When open-source libraries are the right choice
Open source is usually the right path when:
- you have engineers who can own onboarding code
- your first requirement is tours or highlights, not a full adoption platform
- design-system control matters more than no-code editing
- your user volume or stage does not justify a larger commercial tool yet
- you want to prototype onboarding before standardizing process around it
That is the sensible path for a lot of startups.
You should not feel pressured to buy a giant platform just to ship a tooltip.
When a library stops being enough
This is the part many comparison posts skip.
The library is rarely what breaks first.
The operating model breaks first.
You start with one welcome tour. Then a PM wants onboarding by role. Then customer success wants a checklist. Then growth wants experiments. Then leadership wants adoption metrics. Then support wants announcements tied to releases.
At that point, you are no longer choosing a tooltip library.
You are building or buying an onboarding system.

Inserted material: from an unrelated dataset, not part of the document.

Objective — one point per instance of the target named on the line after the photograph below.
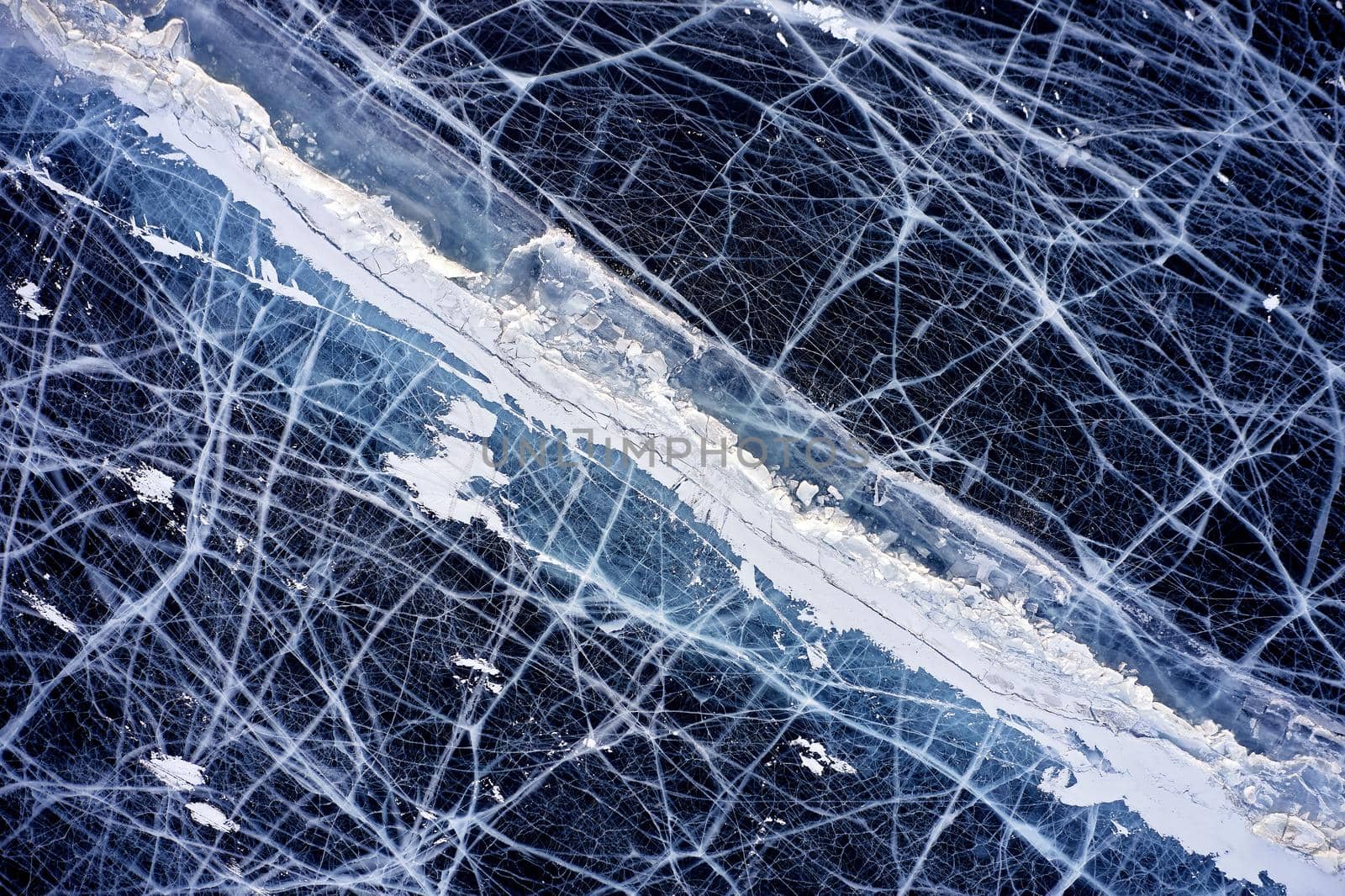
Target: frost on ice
(1066, 620)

That is where teams often move from open-source libraries to a broader product adoption platform such as Userorbit, especially when they want tours, checklists, announcements, feedback, and analytics to live in one place instead of inside custom frontend code.

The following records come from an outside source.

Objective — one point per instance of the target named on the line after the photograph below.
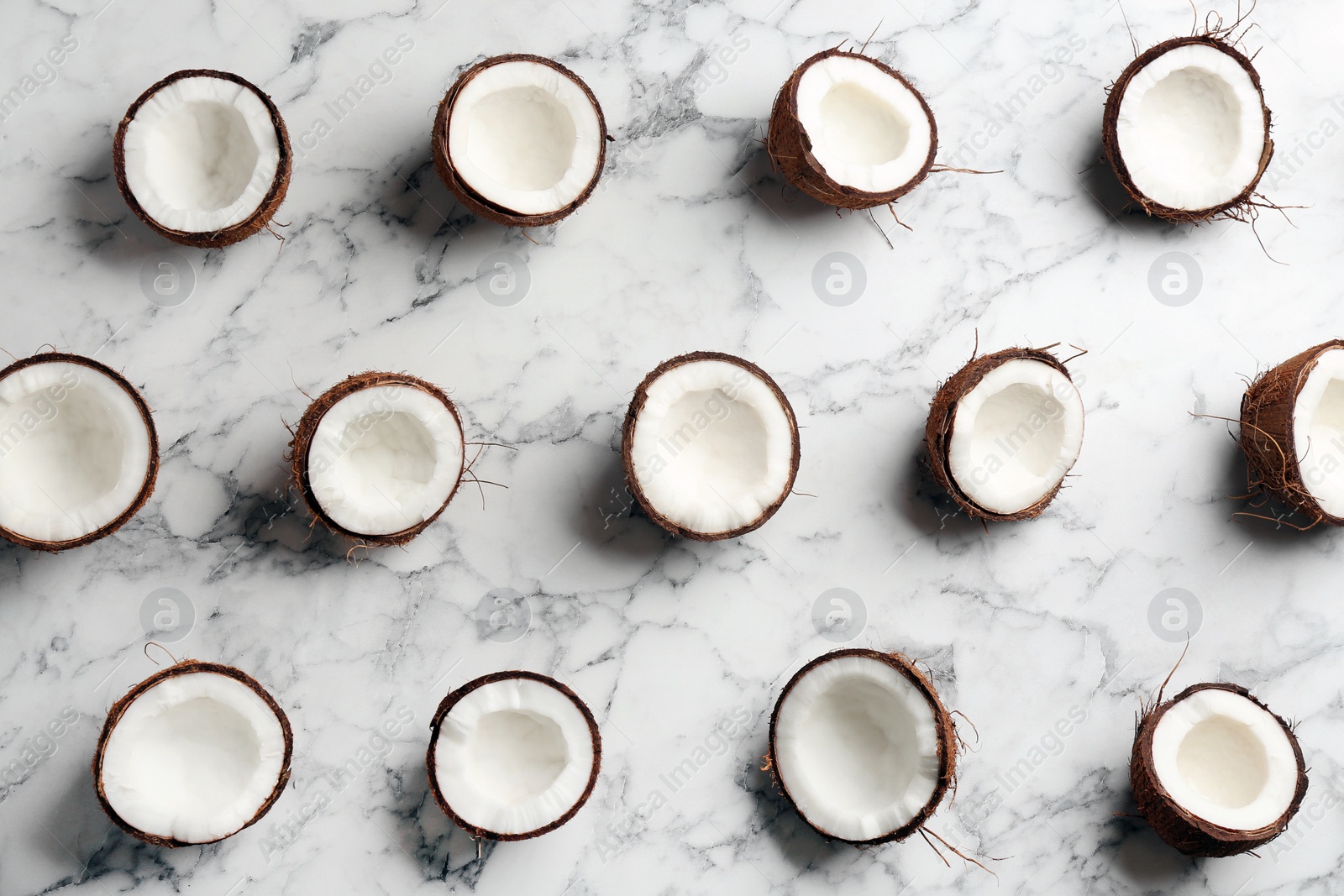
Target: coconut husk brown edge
(1267, 432)
(151, 472)
(447, 705)
(476, 203)
(642, 396)
(940, 423)
(302, 443)
(942, 720)
(1110, 137)
(188, 667)
(790, 148)
(219, 238)
(1180, 829)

Which open-source product tour library should you choose?
Choose Shepherd.js if you want
- the most balanced option for robust custom tours
- a mature API with strong production flexibility
- framework-agnostic control
Choose Driver.js if you want
- quick setup
- simple highlights and short walkthroughs
- minimal cognitive overhead for engineers
Choose Intro.js if you want
- a mature library with a familiar tour pattern
- broad usage history
- and you are comfortable with the licensing path
Choose React Joyride or Reactour if you want
- React-first onboarding implementation
- tighter alignment with component state and React app architecture
- less dependence on a generic DOM abstraction layer
Choose Onborda if you want
- a modern Next.js-first option
- route-aware tours in a newer frontend stack
- something that feels aligned with current app architecture
Final verdict
There is no universal winner in open-source product tour libraries.
There is only the library that matches the shape of your product and the stage of your team.

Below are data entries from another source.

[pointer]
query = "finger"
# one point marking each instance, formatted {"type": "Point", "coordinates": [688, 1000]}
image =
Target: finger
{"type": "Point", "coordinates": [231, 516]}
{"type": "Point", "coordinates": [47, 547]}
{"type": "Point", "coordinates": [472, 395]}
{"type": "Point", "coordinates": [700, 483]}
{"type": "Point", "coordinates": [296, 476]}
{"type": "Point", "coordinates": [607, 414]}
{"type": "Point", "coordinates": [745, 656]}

For most teams that want a strong all-around open-source option, Shepherd.js is the safest recommendation. It is flexible, credible, and production-friendly.
For teams that care more about speed and simplicity, Driver.js is often the better choice.
For React-heavy products, React Joyride and Reactour make more sense than pretending framework differences do not matter.
And for teams already feeling the strain of custom onboarding ownership, the better move may be to stop comparing libraries and start comparing platforms like Userorbit.
FAQs about open-source product tour libraries
Are open-source product tour libraries free for commercial use?
Some are. Some are not in the simple way people assume.
MIT and Apache licenses are usually easier for commercial teams to adopt. Intro.js deserves extra attention because AGPL terms can trigger legal review depending on your use case.
What is the best open-source product tour library for React?
React Joyride and Reactour are usually the strongest starting points for React-specific implementations. Shepherd.js can still work in React apps if you want a more framework-agnostic core.
What is the best open-source product tour library for Next.js?
Onborda is one of the most relevant Next.js-specific options, especially for teams already using modern app router patterns and TypeScript-heavy setups.
Should I use an open-source library or buy onboarding software?
Use a library when you mainly need tours and your team can maintain the code. Move to onboarding software when segmentation, analytics, checklists, announcements, experiments, and cross-team ownership start to matter more than raw implementation control.
Is Hopscotch still a good option?
No. It is archived and should be treated as historical context, not an active recommendation.
What should I check before choosing a library?
Check maintenance activity, accessibility behavior, routing support, framework fit, license terms, and how much product logic your team is willing to own over time.